Have enough of it around your home, and any silverfish will leave. 

Using one of these methods should have the silverfish out of your home in a matter of days. However, if you find that the infestation persists, consider calling a pest control specialist who will be able to apply a professional solution. 

Why Silverfish Are Attracted to Homes?

There are a number of reasons as to why silverfish prefer to infest households. 

For starters, there is plenty for them to feed on in most homes. They prefer eating sugary substances known as polysaccharides, which can be found in many common household items – carpet fibers, book glue, paint, fabrics, and even furniture. 
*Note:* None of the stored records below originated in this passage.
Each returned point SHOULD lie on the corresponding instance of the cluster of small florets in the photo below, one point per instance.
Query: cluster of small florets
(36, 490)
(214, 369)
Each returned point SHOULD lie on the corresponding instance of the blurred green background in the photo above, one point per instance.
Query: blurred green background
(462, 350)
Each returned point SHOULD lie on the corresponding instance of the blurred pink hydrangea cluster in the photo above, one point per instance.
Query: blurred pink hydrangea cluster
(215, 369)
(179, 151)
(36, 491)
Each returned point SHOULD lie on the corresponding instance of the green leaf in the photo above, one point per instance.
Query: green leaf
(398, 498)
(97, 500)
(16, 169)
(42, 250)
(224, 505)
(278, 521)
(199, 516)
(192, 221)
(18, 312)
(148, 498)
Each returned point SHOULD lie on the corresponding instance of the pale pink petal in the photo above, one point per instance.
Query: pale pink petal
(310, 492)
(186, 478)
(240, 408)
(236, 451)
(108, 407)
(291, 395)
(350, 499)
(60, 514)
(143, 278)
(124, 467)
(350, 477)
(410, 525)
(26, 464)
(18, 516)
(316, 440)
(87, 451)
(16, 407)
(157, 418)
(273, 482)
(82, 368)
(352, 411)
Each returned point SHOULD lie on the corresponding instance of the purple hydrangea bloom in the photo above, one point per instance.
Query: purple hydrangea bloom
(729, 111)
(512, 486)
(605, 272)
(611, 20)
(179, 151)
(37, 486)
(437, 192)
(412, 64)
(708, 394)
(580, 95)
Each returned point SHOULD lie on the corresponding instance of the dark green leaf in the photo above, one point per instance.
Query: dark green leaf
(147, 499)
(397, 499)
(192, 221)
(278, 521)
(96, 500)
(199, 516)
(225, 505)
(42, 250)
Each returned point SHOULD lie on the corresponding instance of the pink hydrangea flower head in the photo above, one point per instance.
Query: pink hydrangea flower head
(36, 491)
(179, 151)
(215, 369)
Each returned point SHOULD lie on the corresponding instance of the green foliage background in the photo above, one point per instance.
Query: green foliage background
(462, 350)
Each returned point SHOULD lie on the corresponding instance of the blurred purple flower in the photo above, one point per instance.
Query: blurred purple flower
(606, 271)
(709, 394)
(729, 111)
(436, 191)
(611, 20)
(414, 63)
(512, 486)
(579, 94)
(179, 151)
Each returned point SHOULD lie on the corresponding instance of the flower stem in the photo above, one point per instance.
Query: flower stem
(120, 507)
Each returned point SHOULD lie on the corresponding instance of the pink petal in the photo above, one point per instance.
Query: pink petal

They prefer eating sugary substances known as polysaccharides, which can be found in many common household items.

There are also ample places for silverfish to hide in a house. They leave their eggs, which appear as white and yellow bulbs, in the damp, dark areas of your home.

You’ll find them underneath sinks and in basements mostly, but they do also occupy cabinets and the spaces underneath beds. 

Silverfish can live up to eight years(!) and frequently reproduce during the course of their lives. This long lifespan and rapid breeding habits, coupled with the ample places for them to thrive within a home, is the reason why they can become a major problem for homeowners. 

Again, this is very similar to cockroaches, who can quickly overrun a home with an infestation.

If there are many moist, dark areas in your home, consider trying to dry and illuminate those areas to deter and prevent silverfish from nesting there. Those are the kinds of places that silverfish thrive in. 


While silverfish are definitely attracted to homes, they’re not typically attracted to LED lights. They prefer to operate in darkness and at night, so they will scurry away from brightly-lit places.

Many other bugs are frequently attracted to LED lights (and other lights), but not silverfish.